Decentralization of power, on the other hand, involves an abdication of political power in
the favor of local governments units declared to be autonomous. In that case, the autonomous
government is free to chart its own destiny and shape its future with minimum intervention from
central authorities. According to a constitutional author, decentralization of power amounts to
"self-immolation," since in that event, the autonomous government becomes accountable not to
the central authorities but to its constituency.
But the question of whether or not the grant of autonomy to Muslim Mindanao under the
1987 Constitution involves, truly, an effort to decentralize power rather than mere administration
is a question foreign to this petition, since what is involved herein is a local government unit
constituted prior to the ratification of the present Constitution.

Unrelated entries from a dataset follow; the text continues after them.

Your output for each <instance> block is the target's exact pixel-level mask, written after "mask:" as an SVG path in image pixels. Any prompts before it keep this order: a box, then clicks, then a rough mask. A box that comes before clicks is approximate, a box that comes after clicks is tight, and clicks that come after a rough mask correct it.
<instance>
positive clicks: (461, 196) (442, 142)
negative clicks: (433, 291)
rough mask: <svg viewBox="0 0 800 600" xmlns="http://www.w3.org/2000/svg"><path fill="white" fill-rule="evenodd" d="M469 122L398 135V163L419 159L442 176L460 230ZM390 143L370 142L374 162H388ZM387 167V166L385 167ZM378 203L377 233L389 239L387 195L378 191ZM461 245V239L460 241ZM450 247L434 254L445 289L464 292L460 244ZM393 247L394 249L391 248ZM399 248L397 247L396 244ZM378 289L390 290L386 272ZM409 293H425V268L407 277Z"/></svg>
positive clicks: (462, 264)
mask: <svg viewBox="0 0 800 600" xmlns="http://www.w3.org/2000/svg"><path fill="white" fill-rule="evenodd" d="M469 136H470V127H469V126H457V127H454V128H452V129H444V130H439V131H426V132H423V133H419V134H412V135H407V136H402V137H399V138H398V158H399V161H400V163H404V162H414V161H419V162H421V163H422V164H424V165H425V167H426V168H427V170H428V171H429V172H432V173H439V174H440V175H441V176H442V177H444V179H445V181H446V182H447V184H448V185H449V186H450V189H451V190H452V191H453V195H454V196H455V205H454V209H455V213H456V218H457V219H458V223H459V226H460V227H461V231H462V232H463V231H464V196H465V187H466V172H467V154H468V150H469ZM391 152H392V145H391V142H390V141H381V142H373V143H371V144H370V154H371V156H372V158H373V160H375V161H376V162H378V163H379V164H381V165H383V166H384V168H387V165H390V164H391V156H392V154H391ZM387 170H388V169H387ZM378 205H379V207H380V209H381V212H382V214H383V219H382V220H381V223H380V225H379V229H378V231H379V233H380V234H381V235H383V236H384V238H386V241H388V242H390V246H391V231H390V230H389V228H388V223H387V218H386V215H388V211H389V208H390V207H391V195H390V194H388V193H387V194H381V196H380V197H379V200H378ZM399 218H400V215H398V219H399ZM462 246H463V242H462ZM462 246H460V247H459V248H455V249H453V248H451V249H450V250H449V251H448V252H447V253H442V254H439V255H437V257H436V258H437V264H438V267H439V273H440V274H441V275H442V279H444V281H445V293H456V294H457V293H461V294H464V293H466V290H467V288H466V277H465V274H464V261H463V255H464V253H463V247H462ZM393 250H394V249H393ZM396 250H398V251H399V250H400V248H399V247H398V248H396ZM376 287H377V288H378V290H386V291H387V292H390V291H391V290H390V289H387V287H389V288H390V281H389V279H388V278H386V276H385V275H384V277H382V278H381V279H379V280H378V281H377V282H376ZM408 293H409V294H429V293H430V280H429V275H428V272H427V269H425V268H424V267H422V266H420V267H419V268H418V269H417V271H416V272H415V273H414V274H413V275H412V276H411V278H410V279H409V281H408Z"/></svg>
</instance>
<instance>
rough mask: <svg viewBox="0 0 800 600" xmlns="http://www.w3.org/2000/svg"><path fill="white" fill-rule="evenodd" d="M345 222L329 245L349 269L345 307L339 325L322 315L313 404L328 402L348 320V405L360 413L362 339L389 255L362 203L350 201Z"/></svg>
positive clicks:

Hence, the Court will not resolve
that controversy now, in this case, since no controversy in fact exists. We will resolve it at the
proper time and in the proper case. Under the 1987 Constitution, local government units enjoy
autonomy in these two senses
An autonomous government that enjoys autonomy of the latter category is subject alone
to the decree of the organic act creating it and accepted principles on the effects and limits of
"autonomy." On the other hand, an autonomous government of the former class is, as we noted,
under the supervision of the national government acting through the President (and the
Department of Local Government). If the Sangguniang Pampook (of Region XII), then, is
autonomous in the latter sense, its acts are, debatably, beyond the domain of this Court in
perhaps the same way that the internal acts, say, of the Congress of the Philippines are beyond
our jurisdiction. But if it is autonomous in the former category only, it comes unarguably under
our jurisdiction.
An examination of the very Presidential Decree creating the autonomous governments of
Mindanao persuades us that they were never meant to exercise autonomy in the second sense,
that is, in which the central government commits an act of self-immolation. Presidential Decree
No. 1618, in the first place, mandates that "[t]he President shall have the power of general
supervision and control over Autonomous Regions." 33 the second place, the Sangguniang
Pampook, their legislative arm, is made to discharge chiefly administrative services.
Hence, we assume jurisdiction. And if we can make an inquiry in the validity of the
expulsion in question, with more reason can we review the petitioner's removal as Speaker.